Ich beende die Diskussion und zwinge sie zum Aufstehen, indem ich eine Spur aus Hundekeksen vom Korb bis zur Eingangstür lege. Sie folgt der Spur. Erst als sich die Tür hinter ihr schließt und ich ihr das Halsband anlege, wird Daria klar, dass sie in die klassische Beagle-Falle getappt ist.
Wir gehen los. Der Regen lässt vermuten, dass ein Rohrbruch im Himmel stattgefunden hat. Daria versucht, sich unter dem nächsten parkenden Auto zu verkriechen. Spontan mache ich ihr das nach, passe aber nicht darunter.
Ich ziehe sie weiter, sie schaut mich flehend an: „Mach, dass der Regen auf hört!“– „Mach dein Geschäft!“, entgegne ich. „Wie denn, bei dem Wetter?“, knurrt sie.
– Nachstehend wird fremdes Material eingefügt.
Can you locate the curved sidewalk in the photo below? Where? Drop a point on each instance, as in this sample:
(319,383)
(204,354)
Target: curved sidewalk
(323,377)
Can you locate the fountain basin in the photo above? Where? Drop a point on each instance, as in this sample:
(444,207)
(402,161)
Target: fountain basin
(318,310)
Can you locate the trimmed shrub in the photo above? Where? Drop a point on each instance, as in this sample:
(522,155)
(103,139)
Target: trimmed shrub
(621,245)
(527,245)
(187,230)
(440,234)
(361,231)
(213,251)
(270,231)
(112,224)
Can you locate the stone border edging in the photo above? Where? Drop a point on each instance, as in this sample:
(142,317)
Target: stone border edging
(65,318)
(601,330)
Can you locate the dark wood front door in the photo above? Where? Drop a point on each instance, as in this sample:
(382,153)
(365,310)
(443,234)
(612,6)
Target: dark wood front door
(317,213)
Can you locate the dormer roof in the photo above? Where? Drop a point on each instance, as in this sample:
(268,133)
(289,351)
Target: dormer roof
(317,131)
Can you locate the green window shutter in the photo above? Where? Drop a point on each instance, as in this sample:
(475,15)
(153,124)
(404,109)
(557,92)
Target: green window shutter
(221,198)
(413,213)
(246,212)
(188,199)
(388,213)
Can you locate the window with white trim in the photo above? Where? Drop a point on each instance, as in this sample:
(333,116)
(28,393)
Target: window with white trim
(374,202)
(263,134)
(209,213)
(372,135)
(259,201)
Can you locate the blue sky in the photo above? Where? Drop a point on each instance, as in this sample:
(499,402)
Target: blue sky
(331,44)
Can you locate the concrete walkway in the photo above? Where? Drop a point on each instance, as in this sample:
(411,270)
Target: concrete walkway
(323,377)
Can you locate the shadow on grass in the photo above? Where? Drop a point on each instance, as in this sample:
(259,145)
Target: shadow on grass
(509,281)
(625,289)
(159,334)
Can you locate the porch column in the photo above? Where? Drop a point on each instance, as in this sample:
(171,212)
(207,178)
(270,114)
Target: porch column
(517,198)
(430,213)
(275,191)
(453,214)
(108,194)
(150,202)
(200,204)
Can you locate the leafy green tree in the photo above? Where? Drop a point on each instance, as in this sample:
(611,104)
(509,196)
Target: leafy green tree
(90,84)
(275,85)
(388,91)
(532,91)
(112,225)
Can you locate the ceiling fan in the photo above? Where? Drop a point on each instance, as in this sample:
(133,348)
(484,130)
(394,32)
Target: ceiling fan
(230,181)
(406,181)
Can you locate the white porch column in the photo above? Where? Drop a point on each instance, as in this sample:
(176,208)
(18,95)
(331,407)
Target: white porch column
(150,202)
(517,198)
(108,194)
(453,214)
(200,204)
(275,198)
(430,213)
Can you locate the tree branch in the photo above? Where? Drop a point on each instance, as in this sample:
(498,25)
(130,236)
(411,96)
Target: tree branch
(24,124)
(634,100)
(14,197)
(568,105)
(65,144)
Wir erreichen den Wald, keine Autos mehr, um sich zu verstecken, keine Dachvorsprünge, um sich unterzustellen. Daria streikt. Ich greife zum äußersten Trick, löse die Leine und laufe in den Wald hinein. Sie will nach Hause, aber nicht ohne mich. Also rennt sie mir nach. Es wird noch ein lustiger Vormittag, der Wald gehört uns allein. „Wenn man erst einmal nass ist, spürt man den Regen gar nicht mehr“, sagt Daria.